Comment 1 Elad 2019-01-10 17:51:31 UTC
Created attachment 1519883 [details]
logs2

Encountered again:

2019-01-10 19:10:03,900+0200 ERROR (jsonrpc/2) [storage.TaskManager.Task] (Task='e471cae3-69fc-47f0-8a48-d44155f192a8') Unexpected error (task:875)
Traceback (most recent call last):
  File "/usr/lib/python2.7/site-packages/vdsm/storage/task.py", line 882, in _run
    return fn(*args, **kargs)
  File "<string>", line 2, in prepareImage
  File "/usr/lib/python2.7/site-packages/vdsm/common/api.py", line 50, in method
    ret = func(*args, **kwargs)
  File "/usr/lib/python2.7/site-packages/vdsm/storage/hsm.py", line 3176, in prepareImage
    raise se.VolumeDoesNotExist(leafUUID)
VolumeDoesNotExist: Volume does not exist: (u'f08c3a6e-18e7-4b11-bd2f-231e364f694a',)
2019-01-10 19:10:03,900+0200 DEBUG (jsonrpc/2) [storage.TaskManager.Task] (Task='e471cae3-69fc-47f0-8a48-d44155f192a8') Task._run: e471cae3-69fc-47f0-8a48-d44155f192a8 (u'4a48ac50-8707-4e22-ae74-35ea0fddd3b2', u'b3f3778b-0a12-49fe-97e6-06bb5072f104', u'94a43837-bdab-4eaa-8de1-869f54051837', u'f08c3a6e-18e7-4b11-bd2f-231e364f694a') {} failed - stopping task (task:894)

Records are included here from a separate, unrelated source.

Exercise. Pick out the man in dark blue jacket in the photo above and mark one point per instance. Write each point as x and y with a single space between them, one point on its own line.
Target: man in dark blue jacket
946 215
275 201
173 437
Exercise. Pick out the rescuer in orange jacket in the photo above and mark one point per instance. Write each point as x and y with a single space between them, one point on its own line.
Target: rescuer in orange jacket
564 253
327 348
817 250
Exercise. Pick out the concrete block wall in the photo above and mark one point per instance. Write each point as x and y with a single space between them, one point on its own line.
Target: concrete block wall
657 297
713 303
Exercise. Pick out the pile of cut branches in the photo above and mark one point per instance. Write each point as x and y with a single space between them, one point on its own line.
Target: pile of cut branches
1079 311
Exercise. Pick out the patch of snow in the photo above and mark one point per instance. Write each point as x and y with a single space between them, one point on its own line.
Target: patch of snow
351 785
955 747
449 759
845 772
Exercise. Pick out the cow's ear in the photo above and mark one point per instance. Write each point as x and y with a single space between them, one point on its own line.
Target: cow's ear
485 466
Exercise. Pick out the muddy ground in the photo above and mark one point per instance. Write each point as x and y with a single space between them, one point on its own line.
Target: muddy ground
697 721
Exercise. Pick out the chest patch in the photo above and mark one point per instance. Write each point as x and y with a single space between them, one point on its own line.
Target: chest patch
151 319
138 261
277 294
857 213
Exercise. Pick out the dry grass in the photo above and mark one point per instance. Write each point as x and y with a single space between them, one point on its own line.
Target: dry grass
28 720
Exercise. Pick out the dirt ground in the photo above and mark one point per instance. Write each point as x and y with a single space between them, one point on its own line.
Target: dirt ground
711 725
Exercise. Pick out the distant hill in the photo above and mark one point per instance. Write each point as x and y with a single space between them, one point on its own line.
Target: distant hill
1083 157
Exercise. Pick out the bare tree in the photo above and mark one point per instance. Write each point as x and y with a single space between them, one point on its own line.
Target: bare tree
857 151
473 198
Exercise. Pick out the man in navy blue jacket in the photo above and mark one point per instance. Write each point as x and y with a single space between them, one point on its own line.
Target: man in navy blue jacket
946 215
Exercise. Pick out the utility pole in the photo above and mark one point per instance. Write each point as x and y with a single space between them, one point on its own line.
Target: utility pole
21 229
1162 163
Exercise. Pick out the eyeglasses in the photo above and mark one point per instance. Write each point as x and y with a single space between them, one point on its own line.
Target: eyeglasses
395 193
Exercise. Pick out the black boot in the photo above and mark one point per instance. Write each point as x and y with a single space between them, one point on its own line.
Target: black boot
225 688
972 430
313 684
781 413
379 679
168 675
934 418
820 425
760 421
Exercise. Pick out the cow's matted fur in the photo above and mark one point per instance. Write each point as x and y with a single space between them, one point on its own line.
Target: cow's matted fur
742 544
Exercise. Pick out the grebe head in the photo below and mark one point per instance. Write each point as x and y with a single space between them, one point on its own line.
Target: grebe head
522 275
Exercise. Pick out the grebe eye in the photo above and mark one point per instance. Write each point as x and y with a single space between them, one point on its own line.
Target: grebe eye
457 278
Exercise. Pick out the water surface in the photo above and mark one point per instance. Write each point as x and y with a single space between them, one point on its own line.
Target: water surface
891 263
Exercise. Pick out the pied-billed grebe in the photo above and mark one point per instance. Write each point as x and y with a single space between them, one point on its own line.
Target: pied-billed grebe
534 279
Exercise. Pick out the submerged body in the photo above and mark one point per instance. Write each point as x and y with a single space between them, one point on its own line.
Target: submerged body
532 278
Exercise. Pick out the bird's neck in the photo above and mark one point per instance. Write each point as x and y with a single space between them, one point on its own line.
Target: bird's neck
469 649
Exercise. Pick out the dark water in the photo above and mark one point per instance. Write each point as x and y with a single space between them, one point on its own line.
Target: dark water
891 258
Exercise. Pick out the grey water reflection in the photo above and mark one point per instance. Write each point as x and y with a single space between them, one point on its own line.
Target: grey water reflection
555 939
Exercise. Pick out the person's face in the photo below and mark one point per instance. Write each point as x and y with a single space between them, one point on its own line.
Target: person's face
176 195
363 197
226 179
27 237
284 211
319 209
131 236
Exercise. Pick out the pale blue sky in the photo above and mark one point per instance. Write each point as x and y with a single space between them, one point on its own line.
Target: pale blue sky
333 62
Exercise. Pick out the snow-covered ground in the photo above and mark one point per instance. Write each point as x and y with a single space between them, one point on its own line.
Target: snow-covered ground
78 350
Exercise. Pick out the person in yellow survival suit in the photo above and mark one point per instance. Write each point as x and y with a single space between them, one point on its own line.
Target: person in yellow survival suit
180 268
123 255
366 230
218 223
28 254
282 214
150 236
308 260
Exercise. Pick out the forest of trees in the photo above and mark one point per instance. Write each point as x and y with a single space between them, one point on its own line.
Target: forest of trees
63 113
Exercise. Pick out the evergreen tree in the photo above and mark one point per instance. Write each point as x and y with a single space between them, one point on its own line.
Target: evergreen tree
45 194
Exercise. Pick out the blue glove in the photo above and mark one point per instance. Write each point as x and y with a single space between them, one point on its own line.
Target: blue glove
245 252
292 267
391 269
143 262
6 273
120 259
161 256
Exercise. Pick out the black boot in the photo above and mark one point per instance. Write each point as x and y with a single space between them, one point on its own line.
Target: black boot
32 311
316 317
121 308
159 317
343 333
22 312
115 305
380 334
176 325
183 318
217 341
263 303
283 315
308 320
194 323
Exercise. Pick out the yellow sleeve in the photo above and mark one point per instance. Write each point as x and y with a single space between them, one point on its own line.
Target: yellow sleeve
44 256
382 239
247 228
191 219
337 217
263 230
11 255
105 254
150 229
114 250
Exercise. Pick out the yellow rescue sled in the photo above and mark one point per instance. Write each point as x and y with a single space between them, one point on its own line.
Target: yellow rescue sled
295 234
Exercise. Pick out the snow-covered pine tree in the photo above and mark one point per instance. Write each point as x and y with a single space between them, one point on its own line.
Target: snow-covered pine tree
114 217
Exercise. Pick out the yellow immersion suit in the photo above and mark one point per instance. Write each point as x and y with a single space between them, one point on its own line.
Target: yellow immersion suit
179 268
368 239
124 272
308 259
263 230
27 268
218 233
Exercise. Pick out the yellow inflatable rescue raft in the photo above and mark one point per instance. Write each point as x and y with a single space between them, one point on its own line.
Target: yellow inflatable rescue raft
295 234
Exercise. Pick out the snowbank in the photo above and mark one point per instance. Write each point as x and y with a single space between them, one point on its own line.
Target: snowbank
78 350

Comment 2 Benny Zlotnik 2019-06-04 14:12:32 UTC
So the issue here is that a snapshot that is currently in preview is being cloned to create a VM:

2019-01-10 18:51:32,042+02 INFO  [org.ovirt.engine.core.bll.AddVmFromSnapshotCommand] (default task-143) [vms_create_866e5f95-5892-4f7e] Lock Acquired to object 'EngineLock:{exclusiveLocks='[vm_random_test_1018512639=VM_NAME, 076d098a-7e74-423b-841a-1b17e920f0b4=VM]', sharedLocks=''}'


This is why the commit/undo fails with this error:

2019-01-10 19:04:37,744+02 WARN  [org.ovirt.engine.core.bll.snapshots.RestoreAllSnapshotsCommand] (default task-143) [vms_syncAction_97379440-645c-4e55] Validation of action 'RestoreAllSnapshots' failed for user admin@internal-authz. Reasons: VAR__ACTION__REVERT_TO,VAR__TYPE__SNAPSHOT,ACTION_TYPE_FAILED_VM_SNAPSHOT_DOES_NOT_EXIST
2019-01-10 19:04:37,745+02 INFO  [org.ovirt.engine.core.bll.snapshots.RestoreAllSnapshotsCommand] (default task-143) [vms_syncAction_97379440-645c-4e55] Lock freed to object 'EngineLock:{exclusiveLocks='[076d098a-7e74-423b-841a-1b17e920f0b4=VM]', sharedLocks=''}'
2019-01-10 19:04:37,757+02 ERROR [org.ovirt.engine.api.restapi.resource.AbstractBackendResource] (default task-143) [] Operation Failed: [Cannot revert to Snapshot. VM's Snapshot does not exist.]

This is possible only via REST (due to a missing validation), as in the UI all operation except for undo/commit are disabled when a snapshot is in preview.
So when clone is issued it resets the snapshot's status to OK and messes up everything.

And since as a result of the preview we have two volumes with the same parent (the first snapshot and the volume created for the preview), the chain that's created for cloneImageStructure is incorrect.

To reproduce:
.1 Create a VM with a disk
.2 Create a snapshot
.3 Preview the snapshot
.4 Clone a VM from the snapshot (via REST)
.5 Start the VM and move (though cold move is affected by this as well)

Comment 3 Yosi Ben Shimon 2019-07-04 08:47:32 UTC
Tested using:
ovirt-engine-4.3.5.2-0.1.el7.noarch

Tried both scenarios from the bug description and comment #2. Both work fine.

The bug description scenario went fine without any issues.

About the steps in comment #2:
The response (REST API) I've got from step 4 is:
<?xml version="1.0" encoding="UTF-8" standalone="yes"?>
<fault>
    <detail>[Cannot add VM. VM is previewing a Snapshot.]</detail>
    <reason>Operation Failed</reason>
</fault>


Engine log:

2019-07-04 11:29:42,217+03 ERROR [org.ovirt.engine.api.restapi.resource.AbstractBackendResource] (default task-20) [] Operation Failed: [Cannot add VM. VM is previewing a Snapshot.]

Moving to VERIFIED.

Comment 4 Sandro Bonazzola 2019-07-30 14:08:43 UTC
This bugzilla is included in oVirt 4.3.5 release, published on July 30th 2019.

Since the problem described in this bug report should be
resolved in oVirt 4.3.5 release, it has been closed with a resolution of CURRENT RELEASE.

If the solution does not work for you, please open a new bug report.